Ever since Professor Doom’s YouTube channel revealed to the world the conflict between two competing factions: The illuminati Owls versus The Spiders, there has been growing interest within the truth community to see a final showdown between Spiderman (aka Steve De’ak) and Wonder Woman (aka Judy Wood).
Steve De’ak has long been recognised as the “Spiderman” of the 9/11 truth movement – ever since he was mysteriously bitten by a Black Widow spider many years ago. He has increasingly gained extraordinary powers. For example, he can single-handily make with his bare hands any human habitation, and has built his very own home from the ground up whilst simultaneously researching 9/11 for his 9/11 Crash Test project. Unfortunately, it seems his home is as fragile as that of an “ankabutt” (this is the Arabic word for “spider”), because of his alleged atheism, and he can sometimes be heard reciting this poem to himself:
My home is as fragile as that of an ankabutt,
Bohemians can’t wait to see my butt
‘cause they’re doing like the people of Lut
And behaving like a New World Order slut
These clowns ought to be shut ‘n’ cut
They’re behaving like a nut in a rut –
Like Bob Foote
Steve’s nemesis is Judy Wood as she is obviously on the illuminati’s Owl side. She has been featured in many Wonder Woman T.V. episodes promoting her Tesla Technology theory of 9/11 as predictive programming. Like a night owl in the woods, she is hardly ever seen, especially in day light, but she allegedly recently sent the following letter to Steve:
You think you’re so hot with your tight pants on, kneeling down in your garden promoting your 9/11 Crash Test on YouTube, well I’ve got news for you! It does not befit the Illuminati Owls of this world to debate with a D.O.G. (Denier of God) like you! Be ye in spider costume or not, I’ll grind your bones to make my bread. I’m a giant of 9/11 truth but you’re just a springy little Spiderman. I worship a God. My God is the illuminati God and stands 70 foot high in Bohemian Grove as a stone owl. We bohemians hate spiders and that’s why we’ve got a sign outside Bohemian Grove that says: “Weaving spiders keep your busted-ass bug vehicles outta our property, and come no-where near us!” As many already know Wonder Woman (aka Yours Truly) is an Israeli agent and I’ve got Israeli friends doing many scientific experiments with Golden Orb-web Spiders and bovine stem cells and stuff – so that we can clone engineer a superhuman Israeli race and a Jewish Messiah. Dr. Robert Lanza knows all about this and we have hinted about it with our Sandy Hook psycho-op – as Professor Doom has cleverly uncovered. Nothing can stop us now! Ha, ha, haaaaah! Not even you Spiderman! So go debate my ass, ‘cause I ain’t ever goin’ to debate no-body. All you DOGs can just kiss my ass and purchase my book: “Where Did The Towers Go”! That’s all I gotta say!

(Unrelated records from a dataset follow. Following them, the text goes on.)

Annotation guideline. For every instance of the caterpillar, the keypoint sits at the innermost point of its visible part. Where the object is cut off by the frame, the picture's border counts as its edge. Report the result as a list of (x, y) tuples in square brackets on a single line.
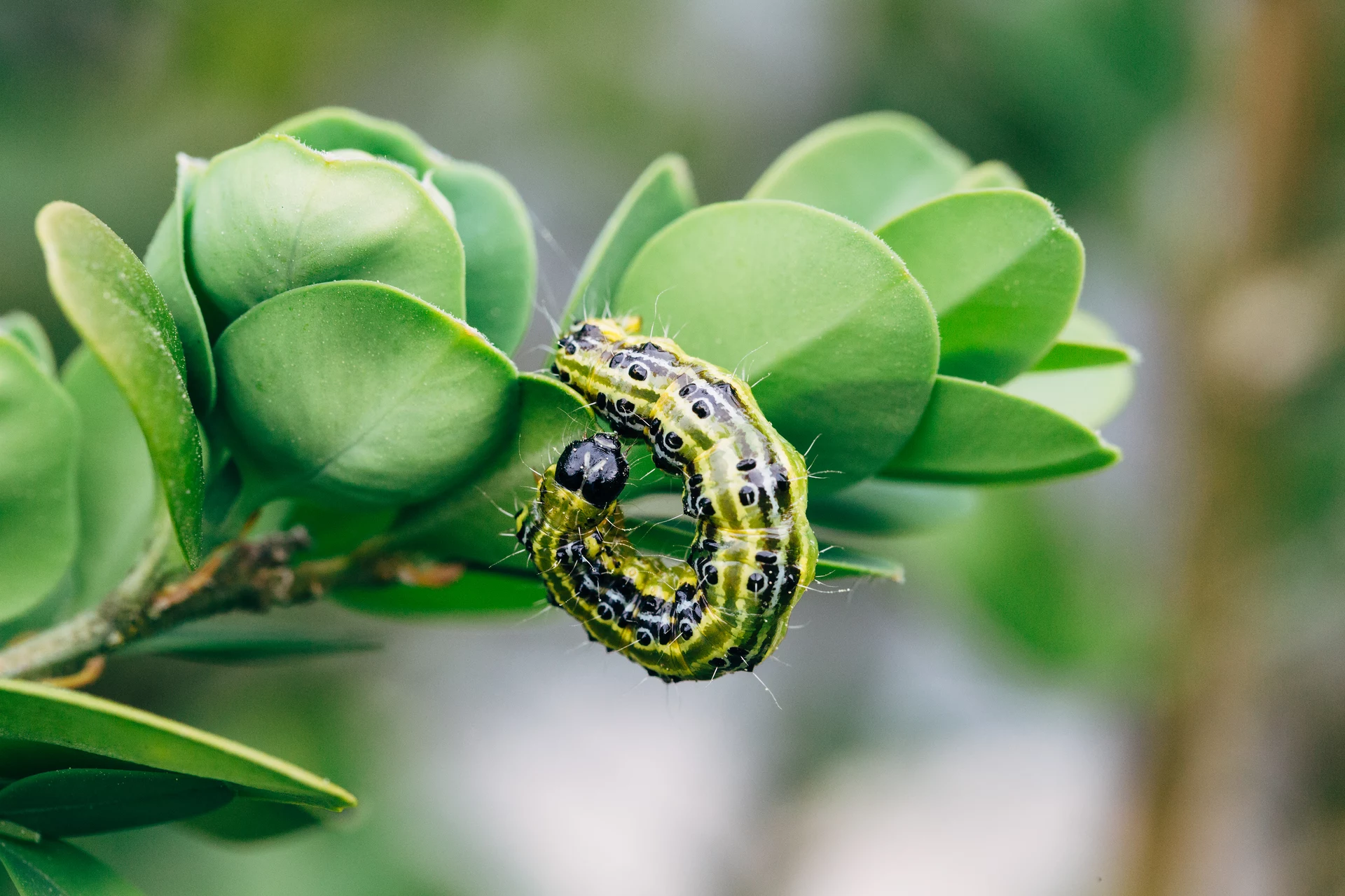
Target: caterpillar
[(726, 606)]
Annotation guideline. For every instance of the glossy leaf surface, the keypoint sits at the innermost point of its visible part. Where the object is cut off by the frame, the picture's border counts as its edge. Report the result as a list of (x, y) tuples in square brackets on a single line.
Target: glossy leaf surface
[(1001, 270), (837, 337), (248, 821), (275, 216), (25, 330), (470, 524), (340, 128), (1086, 342), (39, 438), (490, 216), (77, 802), (359, 393), (46, 728), (167, 264), (868, 169), (978, 434), (880, 506), (115, 305), (989, 175), (245, 647), (662, 194), (501, 253), (53, 868), (479, 591), (116, 481), (1093, 396)]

Bets are that Steve the Spider will win any showdown with Judy the Owl. This is because; even if Steve’s foundations of faith in Almighty God are as weak as a spider, at least he doesn’t friggin’ worship a frickin’ 70 foot stone owl for Israel as his God – like Judy allegedly does! So-called “Wonder Woman” has no chance beating him. Besides, she’s a luciferian tranny promoting a Sodom and Gomorrah lifestyle with her sulphur molecule logo mockery – enough said!